33
· 104 ·
Page Timeout. Sometimes an OCR engine can get stuck on a really tough page – poor
resolution, poor contrast, a lot of images, etc. The OCR Timeout option sets the “give up” point.
If the OCR engine hasn’t been successful after __ seconds, FileCenter will give up and move on
to the next page. For reference, most pages, even tough ones, can be recognized in under 30
seconds.
Page Threads. To speed up OCR, you can have FileCenter OCR more than one page at a time.
Most modern hardware can handle this without bogging down. Use this setting to specify the
number of pages you want OCRed simultaneously (current limit: 2).
Pro Only: This option is only available in FileCenter Professional.
Page Text. When FileCenter creates a searchable PDF, it puts the text character-aligned behind
the words in the scan. Some users prefer to have the text lumped in a single hidden paragraph
at the top of the page, which reduces the file size slightly and reduces the number of text
objects in the document. To do this, change the Embedded Text option to Top of Page.
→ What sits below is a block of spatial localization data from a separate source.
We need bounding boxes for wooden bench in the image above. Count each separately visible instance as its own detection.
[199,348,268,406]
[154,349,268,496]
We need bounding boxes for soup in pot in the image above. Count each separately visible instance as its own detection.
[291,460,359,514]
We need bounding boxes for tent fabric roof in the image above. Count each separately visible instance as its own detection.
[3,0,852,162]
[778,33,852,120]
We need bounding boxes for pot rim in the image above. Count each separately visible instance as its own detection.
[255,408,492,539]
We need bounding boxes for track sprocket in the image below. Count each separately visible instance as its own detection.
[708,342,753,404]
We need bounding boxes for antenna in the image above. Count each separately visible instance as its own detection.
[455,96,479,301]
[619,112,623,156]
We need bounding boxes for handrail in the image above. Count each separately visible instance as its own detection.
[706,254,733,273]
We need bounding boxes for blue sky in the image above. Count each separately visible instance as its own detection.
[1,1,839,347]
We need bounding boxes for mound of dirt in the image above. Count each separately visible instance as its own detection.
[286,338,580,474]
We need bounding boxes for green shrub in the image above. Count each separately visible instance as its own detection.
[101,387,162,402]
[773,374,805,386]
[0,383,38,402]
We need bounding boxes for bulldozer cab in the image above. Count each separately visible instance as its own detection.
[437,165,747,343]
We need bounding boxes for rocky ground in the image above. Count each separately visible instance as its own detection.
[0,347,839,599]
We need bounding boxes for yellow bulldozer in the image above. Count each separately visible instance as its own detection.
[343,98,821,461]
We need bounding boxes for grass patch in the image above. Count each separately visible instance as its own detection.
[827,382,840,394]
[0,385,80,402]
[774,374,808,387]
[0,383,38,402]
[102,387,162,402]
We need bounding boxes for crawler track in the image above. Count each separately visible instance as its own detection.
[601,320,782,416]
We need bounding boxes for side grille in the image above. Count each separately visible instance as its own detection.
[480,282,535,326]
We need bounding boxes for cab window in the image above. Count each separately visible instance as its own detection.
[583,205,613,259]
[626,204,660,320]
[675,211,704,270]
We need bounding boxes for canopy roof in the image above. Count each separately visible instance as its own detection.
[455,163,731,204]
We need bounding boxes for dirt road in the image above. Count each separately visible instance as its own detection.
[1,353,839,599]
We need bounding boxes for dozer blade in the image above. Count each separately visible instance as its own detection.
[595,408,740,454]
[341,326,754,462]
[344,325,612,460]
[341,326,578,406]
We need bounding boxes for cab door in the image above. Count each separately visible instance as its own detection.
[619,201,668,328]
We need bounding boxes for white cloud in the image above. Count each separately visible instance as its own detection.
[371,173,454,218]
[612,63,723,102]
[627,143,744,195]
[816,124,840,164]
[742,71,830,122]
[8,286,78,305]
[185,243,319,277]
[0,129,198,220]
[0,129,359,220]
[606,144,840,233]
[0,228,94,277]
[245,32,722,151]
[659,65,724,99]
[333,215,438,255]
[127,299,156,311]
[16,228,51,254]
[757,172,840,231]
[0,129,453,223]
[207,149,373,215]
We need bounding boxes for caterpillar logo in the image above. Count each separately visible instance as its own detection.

Most users should leave this set to Word-Aligned.
Line Breaks. When you’re sending the OCR text to a word processor, FileCenter needs to know
where to put line breaks. You have three options:
By Paragraph. FileCenter will try to figure out where paragraphs end based on punctuation. For
example, if a period falls at the end of a line, it’s probably the last sentence in the paragraph.
FileCenter will insert two returns wherever it thinks a paragraph ends. If you choose this option,
you should proofread the text to make sure all of the line breaks were handled correctly.
By Line. FileCenter will preserve the original lines from the document. This means that one
horizontal line of text in the document will be one line of text. In other words, wherever a line
wraps in the document, FileCenter will insert a line break. FileCenter will not try to figure out
paragraph endings.
None. FileCenter will not insert any line breaks. The text will come out as one continuous line of
text.
Limit OCR To __ Pages. If your main reason for running OCR is to make the PDF searchable, you
might find that most of the important information is in the first few pages of the document. If
that’s true, you can save a lot of time by limiting OCR to the first few pages, especially if you
scan documents that are dozens or hundreds of pages long.
Use the Limit OCR option to choose how many pages of the document you want to OCR. OCR
will quit once those pages are done.